In mijn dorp kan je in de wintermaanden een schot hagel afvuren of desnoods een kanon – die er ook meerdere staan in mijn dorp – en dan raak je helemaal niemand. Daarentegen wordt menig inwoner in de zomermaanden zowat omvergereden door fietsers. Zwaarbepakte fietsers met pet en korte broek, bij voorkeur een grote ruit, die ogenschijnlijk lange fietsritten aan het maken zijn. Verder veel fietsers met elektrische hulpmotor, man en vrouw idem gekleed én met helm, die gezellig ‘een rondje rijden’. En dan hebben we mogelijk ook nog een nieuwe trend te pakken, namelijk de tandem. Ook wel duofiets genoemd. Ik zie de mensen die op de tandem aan het toeren zijn en door mijn dorp rijden, steeds vaker. Spreekt voor zich alleen in de zonnige maanden, want je gaat bij voorkeur luchtig gekleed op de tandem.

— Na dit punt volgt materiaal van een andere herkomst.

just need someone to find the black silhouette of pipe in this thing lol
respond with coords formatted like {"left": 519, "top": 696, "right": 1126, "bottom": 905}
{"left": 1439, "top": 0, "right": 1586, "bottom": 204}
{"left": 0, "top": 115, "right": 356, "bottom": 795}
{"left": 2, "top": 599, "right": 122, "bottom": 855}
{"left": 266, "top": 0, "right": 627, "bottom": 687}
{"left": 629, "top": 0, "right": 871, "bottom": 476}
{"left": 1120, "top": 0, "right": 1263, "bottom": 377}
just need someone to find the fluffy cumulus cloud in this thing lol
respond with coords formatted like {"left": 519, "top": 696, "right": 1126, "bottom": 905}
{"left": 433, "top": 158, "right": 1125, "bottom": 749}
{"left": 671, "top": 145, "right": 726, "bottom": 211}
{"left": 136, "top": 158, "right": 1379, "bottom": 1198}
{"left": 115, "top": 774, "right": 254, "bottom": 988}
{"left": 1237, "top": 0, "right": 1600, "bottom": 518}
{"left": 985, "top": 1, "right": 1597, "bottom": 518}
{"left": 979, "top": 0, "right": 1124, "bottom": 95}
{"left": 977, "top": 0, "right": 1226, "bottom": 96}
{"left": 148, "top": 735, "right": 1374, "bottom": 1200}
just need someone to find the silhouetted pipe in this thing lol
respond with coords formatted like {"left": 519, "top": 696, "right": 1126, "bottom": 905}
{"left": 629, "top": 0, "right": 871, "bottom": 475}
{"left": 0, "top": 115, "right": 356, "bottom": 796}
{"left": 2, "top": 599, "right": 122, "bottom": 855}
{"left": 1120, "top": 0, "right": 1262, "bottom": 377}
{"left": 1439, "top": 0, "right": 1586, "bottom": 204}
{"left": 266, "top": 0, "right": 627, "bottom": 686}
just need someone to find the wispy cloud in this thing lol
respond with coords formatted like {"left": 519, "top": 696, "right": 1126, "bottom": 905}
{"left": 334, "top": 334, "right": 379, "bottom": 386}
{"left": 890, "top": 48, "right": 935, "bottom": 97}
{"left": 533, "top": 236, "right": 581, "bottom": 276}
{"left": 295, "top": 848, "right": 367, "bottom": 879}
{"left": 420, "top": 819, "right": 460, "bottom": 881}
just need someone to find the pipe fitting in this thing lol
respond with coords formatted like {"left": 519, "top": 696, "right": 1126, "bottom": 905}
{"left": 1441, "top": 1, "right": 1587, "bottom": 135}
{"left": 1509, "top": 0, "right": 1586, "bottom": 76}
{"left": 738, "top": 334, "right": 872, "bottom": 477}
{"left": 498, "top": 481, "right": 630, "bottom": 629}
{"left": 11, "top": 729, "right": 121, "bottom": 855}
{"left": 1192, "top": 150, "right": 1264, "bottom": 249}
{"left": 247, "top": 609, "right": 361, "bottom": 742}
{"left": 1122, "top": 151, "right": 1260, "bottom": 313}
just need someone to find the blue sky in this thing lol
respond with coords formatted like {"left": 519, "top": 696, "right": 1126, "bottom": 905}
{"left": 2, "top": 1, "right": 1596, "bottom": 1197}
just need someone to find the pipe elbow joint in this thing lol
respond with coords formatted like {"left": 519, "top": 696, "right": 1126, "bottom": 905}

Als ik in de tuin bezig ben overkomt het me nogal eens dat fietsers naar een gezellig koffiepunt vragen. Een die er wel komt, maar nog niet open is. Tenminste, als je koffie in een friettent niet als ijkpunt neemt. Een friettent hebben we namelijk wel, maar dat heeft volgens mij zowat ieder dorp. Wij hebben dan wel weer een vreemde friettent, want die is voor sluitingstijd van de supermarkt al dicht. Vraag me niet waarom …
Hoe dan ook, mijn dorp heeft geen nachtleven maar maakt wel onderdeel uit van een fietsroute en dat is in de warmere maanden zomaar een bezienswaardigheid én brengt reuring in het dorp.